Greater Ethiopia PDF Author: Donald N. Levine
Publisher: University of Chicago Press
ISBN: 022622967X
Category : History
Languages : en
Pages : 259

Book Description
Greater Ethiopia combines history, anthropology, and sociology to answer two major questions. Why did Ethiopia remain independent under the onslaught of European expansionism while other African political entities were colonized? And why must Ethiopia be considered a single cultural region despite its political, religious, and linguistic diversity? Donald Levine's interdisciplinary study makes a substantial contribution both to Ethiopian interpretive history and to sociological analysis. In his new preface, Levine examines Ethiopia since the overthrow of the monarchy in the 1970s. "Ethiopian scholarship is in Professor Levine's debt. . . . He has performed an important task with panache, urbanity, and learning."—Edward Ullendorff, Times Literary Supplement "Upon rereading this book, it strikes the reader how broad in scope, how innovative in approach, and how stimulating in arguments this book was when it came out. . . . In the past twenty years it has inspired anthropological and historical research, stimulated theoretical debate about Ethiopia's cultural and historical development, and given the impetus to modern political thinking about the complexities and challenges of Ethiopia as a country. The text thus easily remains an absolute must for any Ethiopianist scholar to read and digest."-J. Abbink, Journal of Modern African Studies

The Oromo and the Christian Kingdom of Ethiopia

The Oromo and the Christian Kingdom of Ethiopia PDF Author: Mohammed Hassen
Publisher: Boydell & Brewer
ISBN: 1847011179
Category : History
Languages : en
Pages : 402

Book Description
First full-length history of the Oromo 1300-1700; explains their key part in the medieval Christian kingdom and demonstrates their importance in shaping Ethiopian history.

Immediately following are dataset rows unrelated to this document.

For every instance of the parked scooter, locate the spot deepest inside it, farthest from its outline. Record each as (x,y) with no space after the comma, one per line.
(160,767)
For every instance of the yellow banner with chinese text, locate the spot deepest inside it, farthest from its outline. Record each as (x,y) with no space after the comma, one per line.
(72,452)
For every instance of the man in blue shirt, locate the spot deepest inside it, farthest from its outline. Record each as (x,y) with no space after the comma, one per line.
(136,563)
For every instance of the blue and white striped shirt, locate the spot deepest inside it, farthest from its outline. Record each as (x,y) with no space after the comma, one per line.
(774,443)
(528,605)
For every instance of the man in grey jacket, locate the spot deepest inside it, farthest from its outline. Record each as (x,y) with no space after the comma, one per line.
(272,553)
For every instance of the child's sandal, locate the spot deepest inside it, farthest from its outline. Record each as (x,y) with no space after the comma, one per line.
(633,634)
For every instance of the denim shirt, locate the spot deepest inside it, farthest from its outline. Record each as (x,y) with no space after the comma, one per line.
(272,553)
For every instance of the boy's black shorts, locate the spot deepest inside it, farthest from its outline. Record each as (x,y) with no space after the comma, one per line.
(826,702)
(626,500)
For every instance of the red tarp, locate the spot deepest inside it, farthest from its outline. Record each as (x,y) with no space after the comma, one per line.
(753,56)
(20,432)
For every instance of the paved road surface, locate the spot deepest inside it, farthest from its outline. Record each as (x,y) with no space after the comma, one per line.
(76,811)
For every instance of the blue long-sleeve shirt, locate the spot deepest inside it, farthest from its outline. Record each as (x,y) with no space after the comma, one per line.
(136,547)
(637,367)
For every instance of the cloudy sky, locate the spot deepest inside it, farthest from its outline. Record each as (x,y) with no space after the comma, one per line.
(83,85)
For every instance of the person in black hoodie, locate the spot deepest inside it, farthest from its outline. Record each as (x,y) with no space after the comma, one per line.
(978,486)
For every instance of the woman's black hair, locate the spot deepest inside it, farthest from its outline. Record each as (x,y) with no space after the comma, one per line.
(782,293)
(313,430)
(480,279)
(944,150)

The Making of Modern Ethiopia

The Making of Modern Ethiopia PDF Author: Teshale Tibebu
Publisher: The Red Sea Press
ISBN: 9781569020012
Category : History
Languages : en
Pages : 280

Book Description
A socio-cultural reconstruction of modern,Ethiopia's social history, that will have far,reaching repercussions in Ethiopianist discourse.

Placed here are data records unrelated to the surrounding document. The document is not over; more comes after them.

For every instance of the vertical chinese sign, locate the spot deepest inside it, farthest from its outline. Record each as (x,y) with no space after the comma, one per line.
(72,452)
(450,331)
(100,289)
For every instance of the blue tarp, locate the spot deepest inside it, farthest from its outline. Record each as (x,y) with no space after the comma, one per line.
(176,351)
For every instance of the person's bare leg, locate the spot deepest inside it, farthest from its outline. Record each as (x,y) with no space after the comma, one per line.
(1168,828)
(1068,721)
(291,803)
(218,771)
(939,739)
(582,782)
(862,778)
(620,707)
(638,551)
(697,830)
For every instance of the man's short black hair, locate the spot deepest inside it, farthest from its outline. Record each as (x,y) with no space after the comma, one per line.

Ethiopia in Theory: Revolution and Knowledge Production, 1964-2016

Ethiopia in Theory: Revolution and Knowledge Production, 1964-2016 PDF Author: Elleni Centime Zeleke
Publisher: BRILL
ISBN: 9004414770
Category : Political Science
Languages : en
Pages : 295

Book Description
Between the years 1964 and 1974, Ethiopian post-secondary students studying at home, in Europe, and in North America produced a number of journals. In these they explored the relationship between social theory and social change within the project of building a socialist Ethiopia. Ethiopia in Theory examines the literature of this student movement, together with the movement’s afterlife in Ethiopian politics and society, in order to ask: what does it mean to write today about the appropriation and indigenisation of Marxist and mainstream social science ideas in an Ethiopian and African context; and, importantly, what does the archive of revolutionary thought in Africa teach us about the practice of critical theory more generally?